Protein extracts were prepared from the callus tissues cultivated for 9 weeks after subculture and 5-week-old intact plants and assayed for alliinase activity against methiin (Fig. 4). Since protein quantification was unsuccessful for 7 of the 11 tested callus tissues of Chinese chive, four callus tissues, including one adventitious root-forming callus tissue, were analyzed.

Fig. 4
figure 4

Alliinase activity in the callus tissues and the intact plants. Alliinase activity was measured for the protein extracted from the callus tissues cultivated for 9 weeks after subculture, and the leaves and roots of 5-week-old onion cultivar ‘Sensyu’ (a) and onion cultivar ‘Getsurin’ (b), Welsh onion (c), and Chinese chive (d). Leaf and root data from the intact plants represent the mean ± SD of five biological replicates

Alliinase activity was detected in the leaves and roots of all the plant species analyzed (Fig. 4). Chinese chives showed approximately 10-fold higher alliinase activity than onion and Welsh onion. In onion callus tissues, alliinase activity was less than 30% of that in leaves, regardless of cultivar (Fig. 4a, b). Welsh onion callus tissues showed almost negligible alliinase activity (Fig. 4c). In contrast, alliinase activity in Chinese chive callus tissues ranged widely. The alliinase activity of the callus tissues L5-B1, R5-B1, and R9-B2 was 11–85% of the leaf levels, while that of the adventitious root-forming callus tissue R8-2 was 196% of the leaf levels (Fig. 4d).
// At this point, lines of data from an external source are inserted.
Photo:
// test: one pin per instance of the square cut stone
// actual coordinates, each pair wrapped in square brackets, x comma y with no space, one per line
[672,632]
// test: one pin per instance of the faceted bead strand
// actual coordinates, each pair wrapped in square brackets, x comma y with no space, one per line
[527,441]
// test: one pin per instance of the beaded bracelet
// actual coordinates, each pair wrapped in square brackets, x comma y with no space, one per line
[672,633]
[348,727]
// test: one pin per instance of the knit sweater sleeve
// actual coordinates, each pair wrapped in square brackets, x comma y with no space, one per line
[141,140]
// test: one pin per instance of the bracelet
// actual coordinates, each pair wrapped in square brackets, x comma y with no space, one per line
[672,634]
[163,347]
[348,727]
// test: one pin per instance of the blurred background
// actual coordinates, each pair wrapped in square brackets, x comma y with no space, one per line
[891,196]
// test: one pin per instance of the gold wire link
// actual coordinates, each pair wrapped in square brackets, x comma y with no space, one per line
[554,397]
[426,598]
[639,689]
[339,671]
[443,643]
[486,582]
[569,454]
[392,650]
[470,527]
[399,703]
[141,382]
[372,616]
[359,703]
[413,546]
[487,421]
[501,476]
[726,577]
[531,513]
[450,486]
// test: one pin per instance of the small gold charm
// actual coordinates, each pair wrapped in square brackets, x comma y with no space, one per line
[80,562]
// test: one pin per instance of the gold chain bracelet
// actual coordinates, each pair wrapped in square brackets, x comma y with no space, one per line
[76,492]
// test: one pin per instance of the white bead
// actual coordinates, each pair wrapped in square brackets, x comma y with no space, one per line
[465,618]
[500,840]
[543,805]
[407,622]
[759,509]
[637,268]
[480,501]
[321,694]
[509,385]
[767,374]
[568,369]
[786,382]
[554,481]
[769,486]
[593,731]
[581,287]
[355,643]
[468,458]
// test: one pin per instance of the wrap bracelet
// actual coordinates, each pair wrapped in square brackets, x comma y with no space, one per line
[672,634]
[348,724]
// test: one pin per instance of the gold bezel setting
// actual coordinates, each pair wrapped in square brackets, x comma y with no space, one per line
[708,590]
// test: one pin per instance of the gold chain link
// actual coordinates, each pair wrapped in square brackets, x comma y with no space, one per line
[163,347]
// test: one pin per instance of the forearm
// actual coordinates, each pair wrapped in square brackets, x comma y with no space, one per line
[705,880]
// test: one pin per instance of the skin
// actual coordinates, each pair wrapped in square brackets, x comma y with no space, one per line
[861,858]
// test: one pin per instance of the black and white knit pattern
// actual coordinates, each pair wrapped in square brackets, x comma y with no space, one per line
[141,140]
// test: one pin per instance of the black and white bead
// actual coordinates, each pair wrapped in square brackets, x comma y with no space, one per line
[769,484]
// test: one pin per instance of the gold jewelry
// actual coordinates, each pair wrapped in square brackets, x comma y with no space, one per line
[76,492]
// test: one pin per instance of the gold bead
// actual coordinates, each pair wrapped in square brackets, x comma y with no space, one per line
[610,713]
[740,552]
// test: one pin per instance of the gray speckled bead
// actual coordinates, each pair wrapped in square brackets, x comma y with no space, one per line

Previous studies have revealed that alliinase shows tissue- and organelle-specific localization in Allium plants. Alliinase is almost exclusively localized in the vascular bundle sheath cells at the tissue level, at least in onion, Chinese chive, and garlic [6, 7]. In cells, alliinase is sequestered in the vacuole [5]. Electron microscopy revealed that cells and central vacuoles in onion bulb tissues, which showed high alliinase activity, were larger than those in onion callus tissues [18]. The development of these structures is considered to be essential for the expression and accumulation of alliinases. It is most likely that the low alliinase activity observed for the callus tissues of onion and Welsh onion (Fig. 4a–c) was attributed to the insufficient accumulation of alliinase in these undifferentiated cells. In contrast, the callus tissues of Chinese chive showed alliinase activity at levels similar to those of the intact plants (Fig. 4d). Since only the callus tissues of Chinese chive developed adventitious roots in our study, they might tend to be re-differentiated compared to those of onion and Welsh onion.

Our data demonstrated that the callus tissues of onion and Welsh onion accumulated high levels of methiin and showed low alliinase activity compared to their corresponding intact plants (Figs. 3 and 4). Deficiency in alliinase activity in these callus tissues could minimize the enzymatic degradation of methiin during its extraction from cells for industrial purposes. In addition to generating bioactive compounds through alliinase-mediated degradation, methiin itself is valuable as a natural product with antioxidative and anti-hypercholesterolemic effects [33, 34]. The present study revealed the potential of utilizing the callus tissues of onion and Welsh onion as an efficient production system for methiin.

Conclusion

In this study, callus tissues of onion, Welsh onion, and Chinese chive were successfully established and analyzed for their CSOs levels and alliinase activities. Among the nine phytohormone conditions tested, Pi-2, Pi-5, Pi-6, and Pi-8, three of which contained 10 μM picloram as auxin, were efficient in inducing high-quality callus tissues. Unlike intact plants, the callus tissues almost exclusively contained methiin as CSO, irrespective of plant species, implying that the regulatory mechanism for the biosynthesis of methiin is different from that of alliin and isoalliin. Moreover, because of the high methiin content and low alliinase activity, the callus tissues of onion and Welsh onion could be promising for application as a plant-based system for methiin production.